Thu, Jun 20, 2002 - Page 3 News List

Lawmakers urge deputy defense minister to aim for his boss' job

PEER PRESSSURE Kang Ning-hsiang said that he wouldn't consider taking the defense minister's post because he respects Tang Yao-ming's ability


Lawmakers urged newly-appointed deputy defense minister for administrative affairs Kang Ning-hsiang (康寧祥) yesterday to seek the minister of defense post as he attended a meeting of the defense committee of the legislature.

Kang, a long-term Control Yuan member, who took the deputy defense minister post on May 31, is expected to stay at his post for a short time because he is rumored to be President Chen Shui-bian's (陳水扁) top choice as the next minister of defense.

If Kang becomes the defense minister, he will be the first civilian to take the position since the implementations of the new military command structure on March 1.

The new military command structure places the defense minister above the chief of the general staff as the leader of the military.

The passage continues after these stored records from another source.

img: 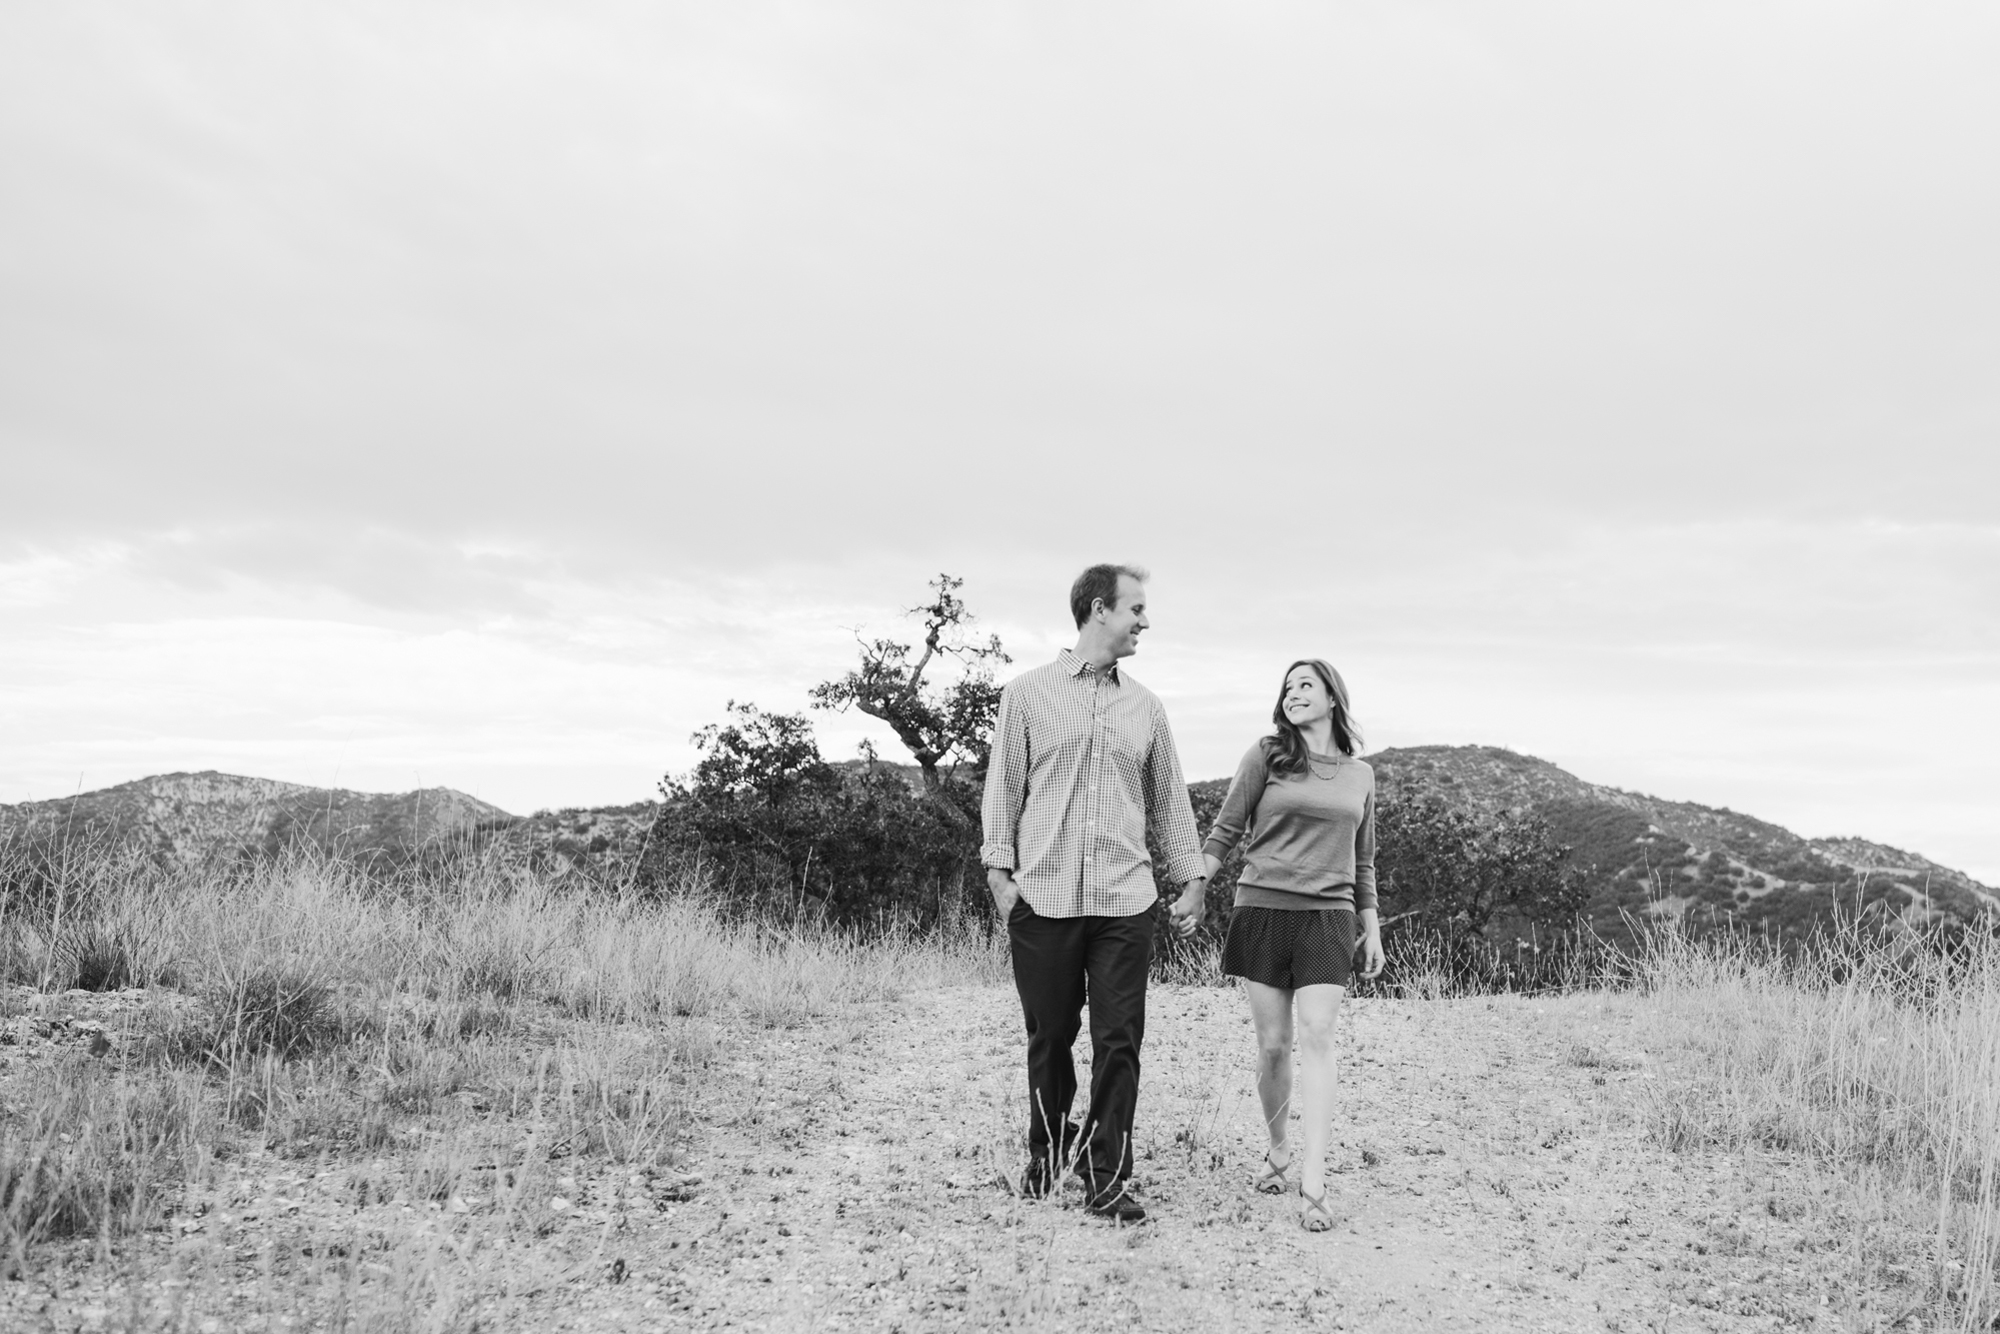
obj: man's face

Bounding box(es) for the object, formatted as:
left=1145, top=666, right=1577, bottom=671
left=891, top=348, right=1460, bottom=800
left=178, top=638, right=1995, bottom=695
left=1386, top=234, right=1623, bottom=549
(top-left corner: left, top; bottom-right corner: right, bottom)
left=1100, top=575, right=1149, bottom=659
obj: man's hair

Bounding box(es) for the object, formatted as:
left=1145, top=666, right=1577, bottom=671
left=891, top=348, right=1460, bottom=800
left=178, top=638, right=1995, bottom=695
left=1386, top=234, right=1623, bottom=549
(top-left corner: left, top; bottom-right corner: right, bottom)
left=1069, top=563, right=1150, bottom=629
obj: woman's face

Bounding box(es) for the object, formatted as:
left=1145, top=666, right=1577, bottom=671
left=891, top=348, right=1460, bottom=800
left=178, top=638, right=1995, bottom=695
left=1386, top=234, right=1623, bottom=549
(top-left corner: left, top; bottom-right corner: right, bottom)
left=1282, top=667, right=1333, bottom=730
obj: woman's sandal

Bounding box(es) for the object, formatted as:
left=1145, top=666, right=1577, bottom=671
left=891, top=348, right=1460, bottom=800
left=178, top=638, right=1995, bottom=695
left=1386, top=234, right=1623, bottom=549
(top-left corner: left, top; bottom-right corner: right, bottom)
left=1300, top=1187, right=1337, bottom=1232
left=1253, top=1149, right=1292, bottom=1195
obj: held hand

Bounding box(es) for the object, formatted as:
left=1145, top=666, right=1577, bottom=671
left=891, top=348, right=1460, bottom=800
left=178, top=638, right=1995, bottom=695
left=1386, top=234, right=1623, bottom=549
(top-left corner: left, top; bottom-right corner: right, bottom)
left=1167, top=880, right=1207, bottom=939
left=986, top=867, right=1022, bottom=917
left=1357, top=929, right=1385, bottom=979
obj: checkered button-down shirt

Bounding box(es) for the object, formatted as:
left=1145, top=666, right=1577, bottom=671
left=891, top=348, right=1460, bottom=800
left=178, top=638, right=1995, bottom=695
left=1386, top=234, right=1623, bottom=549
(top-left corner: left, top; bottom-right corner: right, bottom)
left=980, top=649, right=1208, bottom=918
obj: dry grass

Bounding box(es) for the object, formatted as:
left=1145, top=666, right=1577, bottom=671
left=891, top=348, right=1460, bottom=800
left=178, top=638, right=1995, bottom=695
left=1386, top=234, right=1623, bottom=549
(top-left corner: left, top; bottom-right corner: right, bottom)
left=1381, top=916, right=2000, bottom=1327
left=2, top=842, right=1995, bottom=1328
left=0, top=1058, right=214, bottom=1266
left=1635, top=922, right=2000, bottom=1330
left=0, top=847, right=1008, bottom=1327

In the past, the defense minister was only a figurehead without any authority over the chief of the general staff.

Three lawmakers from opposition parties yesterday urged Kang to seek the post, given that he is already the favored one for the job. They made the suggestion at a meeting of the defense committee of the legislature.

The legislators, Lin Yu-fang (林郁方) and Chao Liang-yen (趙良燕) of the PFP and Chen Chien-ming (陳建銘) of the TSU, share the belief that Kang will replace Tang Yao-ming (湯曜明).

In response, Kang said he would not consider such a move because Tang is a good minister, who deserves his full support. "I would not consider taking Tang's place. President Chen trusts Tang. I have tremendous respect for Tang, as well," Kang said.

"Over the past 18 days at the Ministry of National Defense (MND), I am strongly impressed with several things. One thing is that Tang takes relations with lawmakers as one of his primary concerns," Kang said.

"Tang also insists that any future arms purchase by the MND has to be approved by the legislature first before it can be executed," he said.

As the deputy defense minister for administrative affairs, Kang is the second most important man in the military next to the defense minister.

He is to act as a proxy for Tang should Tang be on a foreign trip or absent from office for some time.

One of the biggest powers that Kang has been given is overseeing the promotion of high-ranking military officials, including generals.

Kang is now in charge of a MND committee responsible for selecting and approving military officials to be promoted from colonel/captain to major general/rear admiral. With such power in hand, Kang is expected to build his influence in the military.